L’argument :Pendant la Seconde Guerre mondiale, un cargo irlandais en partance des États-Unis est chargé de transporter des explosifs jusqu’à Londres. Le périple inclut un passage aux Antilles. Mais, si le paysage change, la vie sur le bateau reste la même : beuveries et bagarres sont le quotidien de ces marins. Des soupçons se portent également sur l’un d’entre eux, qui pourrait être un espion allemand. Quant au matelot Olsen, il n’a qu’un idée en tête : rejoindre sa Suède natale.
Notre avis : Tourné en 37 jours, entièrement en studio, Les Hommes de la mer appartient à un sous-genre particulier chez Ford, celui du groupe d’hommes liés par une mission. Mais comme dans ses plus grandes œuvres, le cinéaste parvient à une individualisation forte, et donne à plusieurs personnages une profondeur et une humanité très dense.
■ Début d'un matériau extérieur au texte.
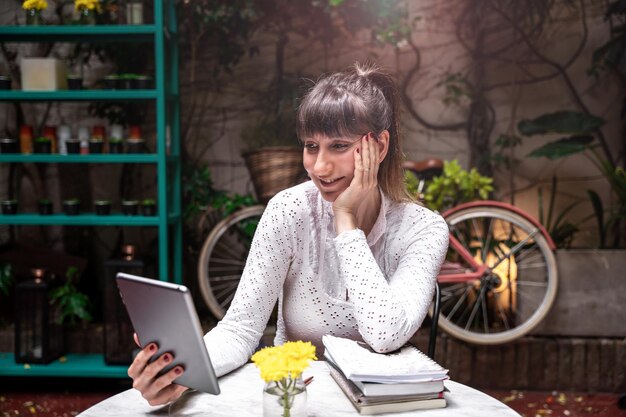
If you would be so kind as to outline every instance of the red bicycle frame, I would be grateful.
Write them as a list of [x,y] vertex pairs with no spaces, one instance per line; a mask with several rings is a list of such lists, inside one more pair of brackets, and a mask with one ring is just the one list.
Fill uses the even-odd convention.
[[[442,214],[442,216],[444,219],[446,219],[448,216],[460,210],[474,208],[474,207],[496,207],[496,208],[501,208],[507,211],[514,212],[515,214],[522,216],[524,219],[528,220],[531,224],[533,224],[533,226],[537,228],[537,231],[541,233],[543,237],[545,237],[546,241],[548,242],[548,245],[550,245],[550,249],[552,250],[556,249],[556,246],[554,244],[554,241],[550,237],[550,234],[545,229],[545,227],[541,225],[541,223],[539,223],[535,218],[529,216],[524,211],[508,203],[502,203],[500,201],[492,201],[492,200],[473,201],[470,203],[459,204],[458,206],[455,206],[449,210],[446,210]],[[467,250],[467,248],[463,246],[463,244],[459,242],[459,240],[456,237],[454,237],[452,233],[450,233],[449,245],[455,251],[457,251],[459,256],[465,262],[467,262],[467,265],[469,265],[469,268],[466,268],[464,272],[445,273],[446,269],[455,270],[455,271],[459,269],[458,267],[451,266],[450,263],[446,261],[444,262],[443,266],[441,267],[441,271],[439,275],[437,276],[438,282],[459,283],[459,282],[469,282],[469,281],[479,280],[485,274],[487,269],[489,269],[487,265],[479,264],[476,261],[476,259],[472,256],[472,254],[469,252],[469,250]]]

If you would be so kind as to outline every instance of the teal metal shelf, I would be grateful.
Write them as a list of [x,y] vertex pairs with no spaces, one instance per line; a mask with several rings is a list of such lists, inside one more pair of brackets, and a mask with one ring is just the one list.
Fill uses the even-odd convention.
[[[34,213],[0,214],[0,224],[13,226],[149,226],[158,234],[158,278],[182,282],[182,189],[180,165],[179,51],[175,0],[154,1],[154,24],[2,26],[0,42],[146,42],[154,56],[151,90],[0,90],[0,102],[145,101],[154,107],[156,146],[153,154],[44,155],[3,154],[2,163],[122,164],[145,163],[156,167],[156,216],[77,216]],[[19,5],[16,6],[16,10]],[[58,208],[57,208],[58,209]],[[0,352],[0,376],[69,376],[127,378],[125,366],[108,366],[102,355],[68,354],[49,365],[16,364],[12,353]]]
[[47,365],[15,363],[13,352],[0,352],[0,376],[128,378],[128,367],[107,365],[99,354],[69,354]]
[[151,164],[158,161],[156,154],[91,154],[91,155],[57,155],[57,154],[0,154],[0,163],[50,163],[50,164]]
[[126,216],[110,214],[99,216],[93,213],[40,215],[34,213],[0,214],[0,224],[28,225],[65,225],[65,226],[158,226],[157,216]]
[[0,101],[139,101],[157,97],[156,90],[0,90]]
[[0,42],[149,42],[155,25],[0,26]]

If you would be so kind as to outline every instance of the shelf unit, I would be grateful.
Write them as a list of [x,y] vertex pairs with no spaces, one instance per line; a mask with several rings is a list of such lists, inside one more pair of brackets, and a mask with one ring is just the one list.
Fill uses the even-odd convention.
[[[0,90],[0,102],[151,101],[156,110],[156,152],[151,154],[44,155],[0,154],[0,163],[153,164],[157,175],[155,216],[80,214],[0,214],[5,225],[136,226],[158,229],[158,278],[182,281],[180,105],[178,38],[174,0],[155,0],[154,24],[95,26],[0,26],[1,42],[149,42],[154,45],[154,89],[16,91]],[[66,355],[50,365],[15,364],[0,352],[1,376],[126,377],[126,367],[109,366],[102,355]]]

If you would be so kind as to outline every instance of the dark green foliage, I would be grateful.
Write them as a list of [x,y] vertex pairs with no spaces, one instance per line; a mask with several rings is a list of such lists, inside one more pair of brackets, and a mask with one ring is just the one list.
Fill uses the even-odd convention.
[[75,326],[78,322],[92,320],[89,298],[74,285],[77,275],[78,269],[69,267],[65,273],[65,283],[50,292],[50,304],[56,305],[60,311],[59,324]]
[[590,133],[604,125],[600,117],[575,111],[558,111],[543,114],[532,120],[522,120],[517,129],[524,136],[545,135],[548,133]]
[[549,142],[545,145],[533,150],[528,156],[538,158],[545,156],[548,159],[560,159],[566,156],[574,155],[587,149],[590,149],[593,142],[593,136],[572,136],[569,138],[559,139],[555,142]]

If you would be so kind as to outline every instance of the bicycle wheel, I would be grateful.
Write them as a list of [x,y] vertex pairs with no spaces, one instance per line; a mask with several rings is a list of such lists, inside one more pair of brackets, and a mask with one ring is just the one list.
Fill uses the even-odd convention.
[[556,260],[541,230],[516,213],[489,206],[461,209],[446,222],[451,239],[487,268],[478,279],[452,278],[471,267],[450,246],[438,277],[441,328],[485,345],[510,342],[535,328],[557,291]]
[[235,296],[263,210],[261,205],[237,210],[215,225],[202,245],[200,292],[217,319],[224,317]]

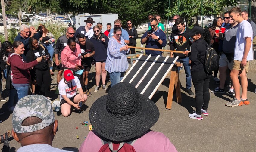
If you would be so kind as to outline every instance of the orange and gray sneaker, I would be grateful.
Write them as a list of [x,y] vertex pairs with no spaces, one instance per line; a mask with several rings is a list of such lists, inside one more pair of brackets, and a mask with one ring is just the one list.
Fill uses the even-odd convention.
[[246,99],[245,100],[244,100],[242,98],[240,98],[241,99],[241,101],[243,101],[243,104],[245,105],[248,105],[250,104],[250,101],[249,101],[249,99]]

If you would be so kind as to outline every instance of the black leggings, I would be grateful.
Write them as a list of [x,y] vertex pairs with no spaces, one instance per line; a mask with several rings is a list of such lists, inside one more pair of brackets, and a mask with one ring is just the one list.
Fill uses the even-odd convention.
[[191,78],[195,91],[195,113],[201,114],[202,108],[207,110],[210,100],[209,86],[211,75],[205,73],[203,70],[191,72]]
[[[35,86],[35,94],[42,95],[41,89],[42,89],[44,91],[45,97],[49,97],[51,81],[50,69],[48,68],[45,70],[35,70],[35,71],[36,76],[36,79],[37,83],[37,85]],[[42,83],[44,84],[43,86],[42,86]]]

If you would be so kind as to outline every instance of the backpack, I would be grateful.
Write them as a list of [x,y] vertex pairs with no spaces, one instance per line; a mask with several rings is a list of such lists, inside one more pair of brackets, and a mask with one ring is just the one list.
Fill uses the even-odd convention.
[[103,145],[101,147],[99,152],[136,152],[134,148],[132,146],[136,140],[127,143],[114,144],[101,140]]
[[201,43],[206,47],[204,62],[202,63],[204,65],[204,71],[206,73],[217,70],[219,68],[219,60],[220,57],[217,52],[211,45],[206,45]]

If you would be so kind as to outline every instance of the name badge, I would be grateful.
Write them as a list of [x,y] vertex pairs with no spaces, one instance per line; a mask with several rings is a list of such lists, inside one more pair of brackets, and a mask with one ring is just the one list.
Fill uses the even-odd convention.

C’est que le scénario est construit en longues séquences autour d’un marin, et chacune d’entre elles se clôt de manière dramatique . Le seul à s’en sortir, Olsen, joué par John Wayne, grand gaillard maladroit et materné par les autres, profite de la solidarité (on vient le chercher après un traquenard sur un rafiot) , mais le film laisse hors-champ son échappée, préférant se concentrer sur ceux qui restent. Comme s’il fallait payer un tribut, c’est un autre marin qui périra « à sa place », en quelque sorte. La mer réclame son lot de cadavres et de sacrifiés. Ce regard pessimiste, ou pour mieux dire profondément mélancolique, mais d’une mélancolie métaphysique, transparaît dans le dernier plan peu à peu tout entier gagné par l’ombre.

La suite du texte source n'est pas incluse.